Pa. fights to regain $180 million in tobacco money, including funds for bioresearch

    (Isaac Brekken/AP Photo, file)

    (Isaac Brekken/AP Photo, file)

    With approximately $180 million at stake, a hearing that begins Friday may be one of the most important legal proceedings in Pennsylvania this year.

    For more than a decade, Pennsylvania has received about $300 million each year from the nation’s largest tobacco companies as part of its Master Settlement Agreement to reimburse the state for the added health care costs of smoking.

    But in September, a panel of former federal judges ruled that Pennsylvania had not done its part to protect the participating companies from losing market share in 2003, and lowered the expected payment by about 60 percent.

    Finding Pennsylvania not diligent in its duties to keep the playing field even for the industry, the arbitration judges pointed to a low tax collection rate of around 40 percent as well as a failure to file enough lawsuits and to include “roll-your-own products” in its efforts.

    The state appealed the decision at the end of last year.

    “We believe the arbitration panel got it wrong in that, for whatever reason, they seem to be focused on the pure number of suits that were filed that year, as opposed to the approach we took, which was to go after non-participating manufacturers that had the highest market percentage of non-participating manufacturers in the state,” said Adrian King, first deputy attorney general.

    King noted that Ohio had similar rates of enforcement compliance as Pennsylvania, yet it was found diligent.

    With approximately $180 million at stake to put toward various health programs, including insurance for low-income patients, smoking cessation, and biomedical research, King said he expects the case to be one of the most important legal proceedings in the state this year.

    The Wistar Institute, for example, was slated to receive $1.4 million in April, out of the $40 million originally set aside for biomedical research, also known as the Commonwealth Universal Research Enhancement, or CURE, program. But following the arbitration ruling, the state froze funding.

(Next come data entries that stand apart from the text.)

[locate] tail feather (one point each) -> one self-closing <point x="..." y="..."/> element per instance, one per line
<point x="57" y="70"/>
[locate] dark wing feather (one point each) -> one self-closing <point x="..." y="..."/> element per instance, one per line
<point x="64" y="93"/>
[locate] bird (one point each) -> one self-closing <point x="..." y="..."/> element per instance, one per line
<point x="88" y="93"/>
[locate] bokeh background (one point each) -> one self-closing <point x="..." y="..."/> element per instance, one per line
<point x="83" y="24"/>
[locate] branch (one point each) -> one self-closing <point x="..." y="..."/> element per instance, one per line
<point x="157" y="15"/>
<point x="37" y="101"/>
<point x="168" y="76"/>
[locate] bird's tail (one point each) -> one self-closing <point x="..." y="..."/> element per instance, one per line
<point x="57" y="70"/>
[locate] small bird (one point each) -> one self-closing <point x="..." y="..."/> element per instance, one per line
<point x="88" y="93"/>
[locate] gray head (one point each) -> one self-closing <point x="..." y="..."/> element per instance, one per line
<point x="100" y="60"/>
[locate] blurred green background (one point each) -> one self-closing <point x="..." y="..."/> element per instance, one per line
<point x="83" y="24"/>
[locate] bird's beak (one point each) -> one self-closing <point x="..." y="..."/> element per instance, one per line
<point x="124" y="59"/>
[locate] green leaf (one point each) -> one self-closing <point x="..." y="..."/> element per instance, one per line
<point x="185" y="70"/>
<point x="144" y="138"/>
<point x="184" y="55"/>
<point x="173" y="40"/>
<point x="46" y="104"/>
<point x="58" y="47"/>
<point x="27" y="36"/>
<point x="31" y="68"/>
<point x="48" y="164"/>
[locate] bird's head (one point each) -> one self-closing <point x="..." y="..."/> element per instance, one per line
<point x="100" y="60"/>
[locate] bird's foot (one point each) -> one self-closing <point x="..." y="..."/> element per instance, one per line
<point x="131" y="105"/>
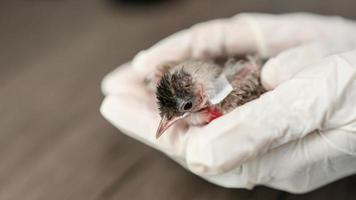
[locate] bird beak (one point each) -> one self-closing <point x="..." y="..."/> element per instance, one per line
<point x="166" y="123"/>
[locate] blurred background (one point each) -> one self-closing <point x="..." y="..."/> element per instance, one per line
<point x="54" y="144"/>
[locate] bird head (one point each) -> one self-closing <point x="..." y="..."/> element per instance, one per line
<point x="178" y="93"/>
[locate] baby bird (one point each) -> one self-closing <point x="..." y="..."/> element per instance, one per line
<point x="200" y="91"/>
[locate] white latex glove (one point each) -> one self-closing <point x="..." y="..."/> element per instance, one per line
<point x="297" y="137"/>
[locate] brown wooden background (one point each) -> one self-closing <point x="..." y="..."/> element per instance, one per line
<point x="53" y="142"/>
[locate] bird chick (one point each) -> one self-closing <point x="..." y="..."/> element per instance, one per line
<point x="200" y="91"/>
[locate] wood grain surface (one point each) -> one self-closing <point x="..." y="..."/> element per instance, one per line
<point x="54" y="144"/>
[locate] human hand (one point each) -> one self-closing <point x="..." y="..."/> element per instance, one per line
<point x="296" y="138"/>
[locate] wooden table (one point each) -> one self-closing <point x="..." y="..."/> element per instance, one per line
<point x="54" y="144"/>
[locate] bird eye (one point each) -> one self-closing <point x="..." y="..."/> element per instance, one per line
<point x="187" y="106"/>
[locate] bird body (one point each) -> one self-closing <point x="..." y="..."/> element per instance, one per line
<point x="200" y="91"/>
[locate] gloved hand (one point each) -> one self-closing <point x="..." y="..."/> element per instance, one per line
<point x="297" y="137"/>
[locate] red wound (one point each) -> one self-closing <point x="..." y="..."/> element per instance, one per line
<point x="213" y="113"/>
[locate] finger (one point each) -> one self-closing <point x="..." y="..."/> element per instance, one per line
<point x="205" y="40"/>
<point x="136" y="116"/>
<point x="288" y="63"/>
<point x="306" y="103"/>
<point x="262" y="34"/>
<point x="299" y="166"/>
<point x="117" y="81"/>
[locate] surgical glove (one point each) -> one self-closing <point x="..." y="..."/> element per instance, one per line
<point x="296" y="137"/>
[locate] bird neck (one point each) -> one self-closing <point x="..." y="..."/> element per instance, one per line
<point x="213" y="113"/>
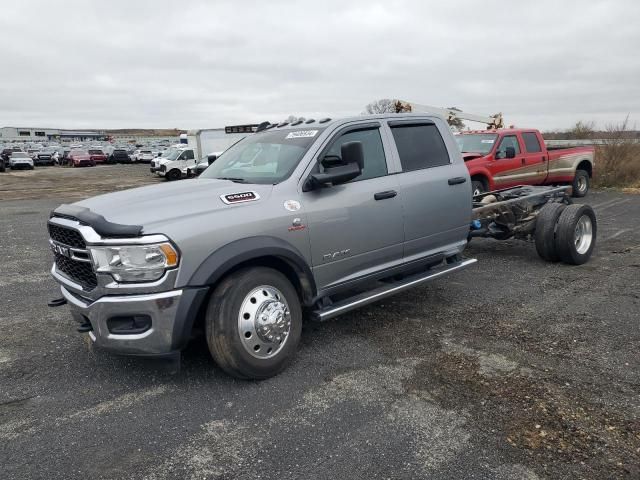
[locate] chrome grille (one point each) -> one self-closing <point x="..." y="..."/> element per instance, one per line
<point x="80" y="272"/>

    Louise Showe, one of the scientists at the Wistar Institute who has benefited from tobacco money, has been working to develop a simple blood test for heavy smokers to diagnose lung cancer — without having to undergo invasive procedures.

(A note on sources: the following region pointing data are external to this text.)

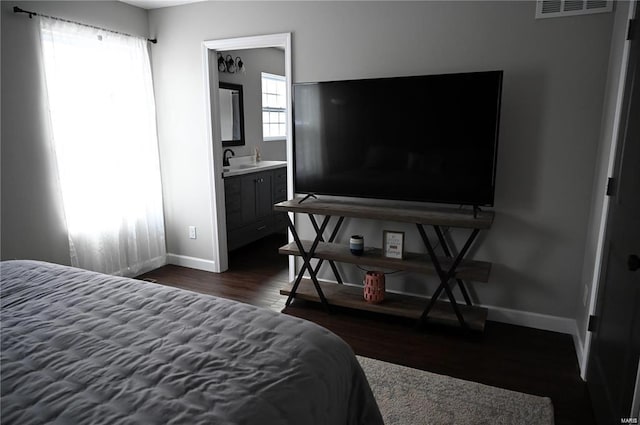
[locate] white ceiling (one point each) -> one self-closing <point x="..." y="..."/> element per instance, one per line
<point x="155" y="4"/>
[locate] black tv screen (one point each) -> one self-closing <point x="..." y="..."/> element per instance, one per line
<point x="429" y="138"/>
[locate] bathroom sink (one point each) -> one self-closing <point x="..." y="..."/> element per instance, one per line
<point x="244" y="166"/>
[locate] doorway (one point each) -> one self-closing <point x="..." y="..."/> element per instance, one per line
<point x="614" y="355"/>
<point x="212" y="79"/>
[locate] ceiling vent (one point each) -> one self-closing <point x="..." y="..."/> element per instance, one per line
<point x="559" y="8"/>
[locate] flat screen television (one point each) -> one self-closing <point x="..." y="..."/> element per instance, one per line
<point x="430" y="138"/>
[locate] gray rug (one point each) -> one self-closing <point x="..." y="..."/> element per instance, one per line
<point x="409" y="396"/>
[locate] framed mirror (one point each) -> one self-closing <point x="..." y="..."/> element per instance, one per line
<point x="231" y="114"/>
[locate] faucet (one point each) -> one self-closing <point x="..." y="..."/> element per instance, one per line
<point x="225" y="158"/>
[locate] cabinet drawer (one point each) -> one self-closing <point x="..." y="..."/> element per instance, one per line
<point x="232" y="187"/>
<point x="246" y="234"/>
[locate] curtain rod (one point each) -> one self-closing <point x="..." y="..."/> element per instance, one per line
<point x="16" y="9"/>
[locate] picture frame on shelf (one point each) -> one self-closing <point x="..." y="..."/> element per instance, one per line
<point x="393" y="244"/>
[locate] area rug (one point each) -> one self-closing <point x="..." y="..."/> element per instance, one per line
<point x="408" y="396"/>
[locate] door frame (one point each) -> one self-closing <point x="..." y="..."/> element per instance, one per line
<point x="597" y="275"/>
<point x="213" y="136"/>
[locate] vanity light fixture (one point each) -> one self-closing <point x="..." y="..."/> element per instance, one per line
<point x="230" y="65"/>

    “For me, everything that has happened in association with these funds has been quite positive scientifically,” Showe said. “And I think it’s been in particular good for bringing new young people into the research.”

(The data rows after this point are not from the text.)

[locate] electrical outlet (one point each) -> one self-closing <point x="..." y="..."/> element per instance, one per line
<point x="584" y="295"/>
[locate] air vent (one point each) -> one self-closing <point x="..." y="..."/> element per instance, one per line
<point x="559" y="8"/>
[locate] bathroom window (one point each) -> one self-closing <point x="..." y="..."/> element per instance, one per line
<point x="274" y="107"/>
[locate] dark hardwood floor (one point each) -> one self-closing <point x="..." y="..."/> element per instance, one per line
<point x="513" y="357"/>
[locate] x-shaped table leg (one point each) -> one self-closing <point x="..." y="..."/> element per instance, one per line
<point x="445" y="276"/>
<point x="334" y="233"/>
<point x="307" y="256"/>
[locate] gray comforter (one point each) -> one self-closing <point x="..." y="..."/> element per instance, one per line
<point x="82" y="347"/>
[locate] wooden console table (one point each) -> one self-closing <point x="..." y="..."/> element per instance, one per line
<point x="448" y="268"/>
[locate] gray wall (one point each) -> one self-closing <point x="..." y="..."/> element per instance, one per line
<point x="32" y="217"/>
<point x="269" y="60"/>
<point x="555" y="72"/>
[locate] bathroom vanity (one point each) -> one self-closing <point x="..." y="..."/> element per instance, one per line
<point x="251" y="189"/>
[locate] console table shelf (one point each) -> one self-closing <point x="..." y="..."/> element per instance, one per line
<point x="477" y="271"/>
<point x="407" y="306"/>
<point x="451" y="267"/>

    Elizabeth O’Brien, vice president for legal and external affairs at Wistar, said the institute is prepared to take on a deficit in 2014 to make sure vital research projects continue.

    “That’s not something that we can sustain over the long haul, and that’s the reason for our tremendous concern about the potential long-term loss of CURE funding,” she said.

    A coalition of research institutions from across the state, including Wistar, filed an amicus brief in support of the Commonwealth’s appeal, which has its first hearing Friday morning in Philadelphia’s Court of Common Pleas.